I have not had a drink for over a month and wanted to have a beer this past weekend.
I have been a regular daily drinker for 35 years.
My mother ‘freaked out’ and said I’d get so sick that I’d die if I ever touched a drop of
alcohol again. She too would get sick and have to sell the house and go to an old folk’s
home. She’d have to have our cat put down as she could not look after him.
This is total over-reaction on her part and all over a can of beer. Do you not agree?
This is not support in any way shape or form. I think too that I may be too proud or
Ashamed to go to a support group for fear of someone saying something to offend me.
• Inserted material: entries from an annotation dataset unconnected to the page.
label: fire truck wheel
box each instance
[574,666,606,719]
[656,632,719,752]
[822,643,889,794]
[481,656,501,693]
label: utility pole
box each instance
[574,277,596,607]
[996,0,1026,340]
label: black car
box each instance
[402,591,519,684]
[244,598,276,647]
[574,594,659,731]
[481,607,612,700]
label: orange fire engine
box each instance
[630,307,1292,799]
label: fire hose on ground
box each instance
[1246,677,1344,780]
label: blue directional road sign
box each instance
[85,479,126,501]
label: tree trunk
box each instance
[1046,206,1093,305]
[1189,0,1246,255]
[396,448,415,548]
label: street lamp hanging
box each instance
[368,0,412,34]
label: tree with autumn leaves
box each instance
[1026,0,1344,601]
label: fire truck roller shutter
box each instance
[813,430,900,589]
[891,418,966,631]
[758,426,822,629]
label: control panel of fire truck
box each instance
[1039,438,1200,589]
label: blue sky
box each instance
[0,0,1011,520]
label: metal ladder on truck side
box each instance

Over reaction on your 96 year old mother's part?? I think you probably know that this isn't over JUST a can of beer. Her reaction is most likely from years of watching you abuse yourself. She knows, just like you, that an alcoholic can't have ONE can of beer. Eventually, it will lead to more and more. THAT'S what the issue is.
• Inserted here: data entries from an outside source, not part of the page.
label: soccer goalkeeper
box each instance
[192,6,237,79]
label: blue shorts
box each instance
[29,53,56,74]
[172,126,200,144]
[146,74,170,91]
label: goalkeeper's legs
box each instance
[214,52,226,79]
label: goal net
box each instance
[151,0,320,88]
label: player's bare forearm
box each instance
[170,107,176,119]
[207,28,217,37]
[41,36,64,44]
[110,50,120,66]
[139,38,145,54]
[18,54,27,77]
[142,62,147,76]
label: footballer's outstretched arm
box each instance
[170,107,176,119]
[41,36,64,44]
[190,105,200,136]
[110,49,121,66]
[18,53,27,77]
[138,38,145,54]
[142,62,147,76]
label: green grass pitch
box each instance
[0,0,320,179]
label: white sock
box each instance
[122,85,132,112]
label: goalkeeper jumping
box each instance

I've watched this happen in my own family with my brother. My mom just passed away from liver cancer (she never drank alcohol) a few months ago at the age of 66. It was a horrible thing to see, believe me. But I'll never forget her words as she was walking out of the house to go to the hospital for the last time. She said "Tell your brother if he continues drinking the way he has and REALLY gets a liver problem, he's going to know it. This is the worse pain I've ever had".
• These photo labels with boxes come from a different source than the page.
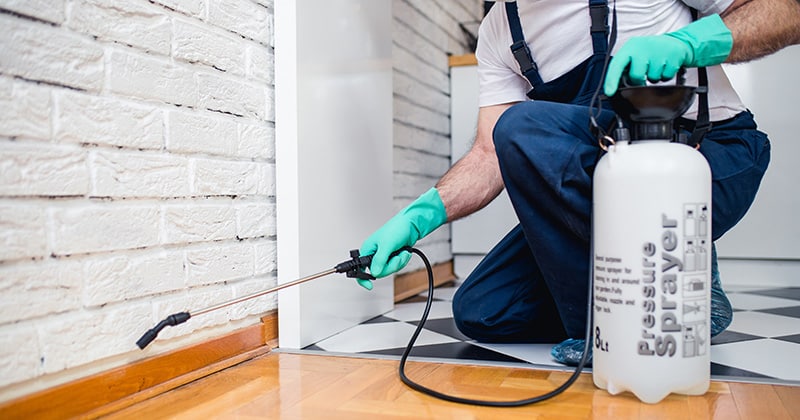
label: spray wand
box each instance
[136,249,384,350]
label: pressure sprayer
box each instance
[592,74,711,403]
[136,74,711,407]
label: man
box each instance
[361,0,800,363]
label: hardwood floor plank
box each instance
[773,386,800,420]
[104,352,800,420]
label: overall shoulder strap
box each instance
[688,9,711,147]
[589,0,608,54]
[506,2,544,89]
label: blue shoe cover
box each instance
[550,338,592,366]
[550,244,733,366]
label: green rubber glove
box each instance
[603,15,733,96]
[358,188,447,290]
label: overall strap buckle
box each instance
[589,2,608,33]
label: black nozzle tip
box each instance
[136,328,158,350]
[136,312,192,350]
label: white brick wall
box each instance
[0,0,481,401]
[0,0,276,401]
[392,0,483,272]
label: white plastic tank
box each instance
[592,140,711,403]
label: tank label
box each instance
[594,203,710,357]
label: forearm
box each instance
[436,142,503,222]
[436,104,511,222]
[721,0,800,63]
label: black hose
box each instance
[398,247,593,407]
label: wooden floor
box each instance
[104,352,800,420]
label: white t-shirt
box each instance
[475,0,745,121]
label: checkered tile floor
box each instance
[303,287,800,386]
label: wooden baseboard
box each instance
[0,311,278,419]
[394,260,456,302]
[447,54,478,67]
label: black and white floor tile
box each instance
[303,286,800,386]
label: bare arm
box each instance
[720,0,800,63]
[436,104,512,222]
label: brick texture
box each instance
[0,0,276,390]
[0,0,482,399]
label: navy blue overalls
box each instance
[453,0,770,343]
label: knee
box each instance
[453,289,496,341]
[492,102,533,160]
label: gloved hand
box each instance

I told him, and guess what?!?!? He showed up at the hospital to visit her with booze on his breath and sneaking out to get more. He showed up at her funeral the same way, and continues to lie to the rest of the family about it - when it's obvious. He treats us like we're stupid. Like we haven't seen this go on for the past 25 years. He used to model, and now he looks horrible. Face all puffy and red. It's sad.
My point is, try to put yourself in your mothers shoes. She's watched this go on for years. It's probably killing her to watch her son slowly kill himself. No....she's not over reacting. She loves you and is scared for your life. What kind of support do you want from her? The damage is done, both physically and emotionally. And you're the only one that can fix it.
these words r very sweet and my sentiments exactly!
Well, I have started drinking again - 2 small vodkas My justification was that it's the only fun I have. Stupid right.
I broke my left upper arm in mid-June, and that didn't help my self-pity.
Last week I fell 3 times at night and injured myself, although no broken bones just a
black eye and the healing parts have been shaken up and are sore and throb.
I seek support and comments. I guess I can't do it alone.
ur lucky u didn't fall crack ur head open and bleed to death......anything can happen when ur drunk and many of us know that here cuz we been there done that....sure wish u'd try some AA and find a good substance abuse counselor in ur area!this should show u its the first drink that gets ya drunk....and u cannot control this!
Your story sounds way to familiar. Please read my post and go to AA. It's great, I promise. Just go.... I'm a normal person, mom with a great life. This disease effects everyone and anyone. Just go. The people there are just like you.